I fixed two typo's and here are my results.
beamFlashOnMothers.txt orig: 594 tweaked: 97 size: 62 kB
detectorBeamFlash.txt orig: 212270 tweaked: 1782 size: 13 MB
detectorBeamFlash_f3.txt orig: 212292 tweaked: 1803 size: 13 MB
dataMerged.txt orig: 1059010 tweaked: 8475 size: 64 MB
where I added the size by hand, using ls -s
The typos were:
- repeated the removal of firstRun and did not remove firstSubRun
- all 4 runs were for beamFlashOnMothers.txt - the other 3 files were not done
Just for kicks I also removed the source.fileNames parameter and it really strips things down. I am not proposing that we do this but I wanted to document where the space is going.
beamFlashOnMothers.txt orig: 96 size: 39 kB
detectorBeamFlash.txt orig: 120 size: 51 kB
detectorBeamFlash_f3.txt orig: 140 size: 60 kB
dataMerged.txt orig: 152 size: 62 kB
I think that we have the data we need to discuss an solution - both a tool to fix existing files and a long term solution for making new files.
#3 Updated by Christopher Green over 6 years ago
- Category set to Metadata
- Status changed from New to Accepted
- Priority changed from Normal to High
- Target version set to 1.09.03
- Experiment Mu2e added
- Experiment deleted (
- SSI Package - added
- SSI Package deleted (
We believe we have a scheme that needs to be analyzed and fleshed out before we can give a time estimate.
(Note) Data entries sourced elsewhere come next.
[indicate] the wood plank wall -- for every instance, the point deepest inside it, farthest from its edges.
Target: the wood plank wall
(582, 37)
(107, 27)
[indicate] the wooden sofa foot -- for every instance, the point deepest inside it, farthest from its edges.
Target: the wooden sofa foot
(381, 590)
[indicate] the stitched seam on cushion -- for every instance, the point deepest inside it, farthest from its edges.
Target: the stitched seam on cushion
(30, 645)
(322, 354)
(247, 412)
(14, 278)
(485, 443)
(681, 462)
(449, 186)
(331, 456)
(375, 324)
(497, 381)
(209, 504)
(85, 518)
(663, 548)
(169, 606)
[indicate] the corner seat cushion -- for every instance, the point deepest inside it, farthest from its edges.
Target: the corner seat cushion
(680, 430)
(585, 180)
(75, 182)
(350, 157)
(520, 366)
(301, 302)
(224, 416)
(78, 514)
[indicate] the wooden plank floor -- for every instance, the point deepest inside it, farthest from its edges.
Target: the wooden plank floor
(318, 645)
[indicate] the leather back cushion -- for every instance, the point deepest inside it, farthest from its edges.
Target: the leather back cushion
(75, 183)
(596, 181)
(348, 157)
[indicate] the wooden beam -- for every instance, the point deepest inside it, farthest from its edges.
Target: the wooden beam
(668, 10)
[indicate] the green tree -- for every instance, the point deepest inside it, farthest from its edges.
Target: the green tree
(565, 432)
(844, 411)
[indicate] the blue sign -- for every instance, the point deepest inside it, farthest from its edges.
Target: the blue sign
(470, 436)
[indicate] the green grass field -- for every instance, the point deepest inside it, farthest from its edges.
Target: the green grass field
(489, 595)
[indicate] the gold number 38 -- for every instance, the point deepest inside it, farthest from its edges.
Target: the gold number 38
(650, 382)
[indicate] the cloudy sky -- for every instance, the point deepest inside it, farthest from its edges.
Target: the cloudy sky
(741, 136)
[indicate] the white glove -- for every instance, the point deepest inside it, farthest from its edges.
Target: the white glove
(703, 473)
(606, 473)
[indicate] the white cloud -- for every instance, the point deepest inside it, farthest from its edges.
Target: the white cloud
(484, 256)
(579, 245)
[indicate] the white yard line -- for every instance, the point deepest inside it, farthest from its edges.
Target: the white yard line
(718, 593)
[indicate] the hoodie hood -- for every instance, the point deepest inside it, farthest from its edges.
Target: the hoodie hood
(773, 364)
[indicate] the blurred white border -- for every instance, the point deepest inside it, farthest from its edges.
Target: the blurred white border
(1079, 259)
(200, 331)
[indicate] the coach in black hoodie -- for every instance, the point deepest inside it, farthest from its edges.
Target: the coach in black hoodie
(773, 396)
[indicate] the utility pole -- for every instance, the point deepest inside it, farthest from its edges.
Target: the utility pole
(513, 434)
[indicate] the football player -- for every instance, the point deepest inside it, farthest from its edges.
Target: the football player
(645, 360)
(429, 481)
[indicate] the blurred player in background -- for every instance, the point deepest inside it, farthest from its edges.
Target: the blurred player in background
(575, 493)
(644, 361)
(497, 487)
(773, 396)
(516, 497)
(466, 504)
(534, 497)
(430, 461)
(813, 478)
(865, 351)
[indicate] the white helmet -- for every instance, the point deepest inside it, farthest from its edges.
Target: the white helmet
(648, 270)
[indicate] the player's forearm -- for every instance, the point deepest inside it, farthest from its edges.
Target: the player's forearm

#8 Updated by Christopher Green almost 6 years ago
- Status changed from Accepted to Resolved
- Assignee set to Christopher Green
- % Done changed from 0 to 100
We believe we have implemented a set of measures which should mitigate the size and parsing time of files with large numbers of saved parameters. Please let us know your experiences. Please note however, that although the read-in time should be significantly less, the write-out time might increase somewhat.